By Geoffrey Macnab & Sharon Stewart
Focal Press, 2013
By BRAD WEISMANN
“The way I see it, my function is to be responsible for everything.”
n David O. Selznick
“What is a producer? An enabler.”
So what is a movie producer? A visionary who brings cinematic glory to life, despite all odds? A blackhearted bastard who reduces people and ideas to numbers? The new installment in FilmCraft’s anecdotal survey of cinema, “Producing,” does its best to answer the question. It’s a hallmark of the position that it is both so nebulous and so all-encompassing that you still may be confused about what it involves even after reading the book.
The producer does indeed do everything – from finding scripts and directors to back, digging up financing, generaling the logistics of the shoot, securing distribution, generating publicity – and anything else that needs to get done to make a movie come to life.

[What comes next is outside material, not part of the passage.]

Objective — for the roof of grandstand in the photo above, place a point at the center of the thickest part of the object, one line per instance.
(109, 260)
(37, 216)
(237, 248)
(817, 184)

Despite the auteur theory, it’s the producer who picks up the Oscar for Best Picture each year, an acknowledgement of the ultimate responsibility of the producer to make things happen. And, although the titles of producer, associate producer, executive producer, etc. are flung about liberally these days, usually as an honorarium for a substantial cash contribution, the buck still does indeed stop with the producer.
“FilmCraft: Producing” follows its usual m.o., which is an anecdotal and not an analytical approach, lavishly illustrated. No fewer than 16 prominent contemporary figures, such as “Avatar”’s Jon Landau, Jon Kilik (“The Hunger Games,” much Spike Lee), Jan Chapman (Jane Campion’s long-time partner), discourse in cut-together monologues about their experience and approach. There is as well a quartet of profiles from the past – Selznick, Korda, De Laurentiis, and Balcon.
The variety of experience outlined here clearly demonstrates that a producer’s involvement and structuring of each project can be radically different. The highly structured, hierarchical paradigm of Hollywood’s Golden Age still exists, to some extent, and churns out international product efficiently. The American indie movement, where many of today’s top producers learned their trade in the DIY spirit of the time, is fading fast. The producer must constantly keep his or her skills honed and be ready to adopt new techniques – whether it means CGI or fundraising.
“FilmCraft: Producing” suffers a bit from its anecdotal approach in this instance. Unlike more concrete crafts such as editing and cinematography, producing is so ill-defined by nature that, after hearing from all the participants, the ultimate impact is less informative and cohesive than in other FilmCraft volumes.
If, as it is said in the book, that each film production is akin to creating a startup company, the demands of the job span both diplomacy and ruthlessness, exacting planning and foolish faith, persistence and energy. For those who seek information about the craft from highly respected industry leaders who are working now, “Producing” is a good place to start.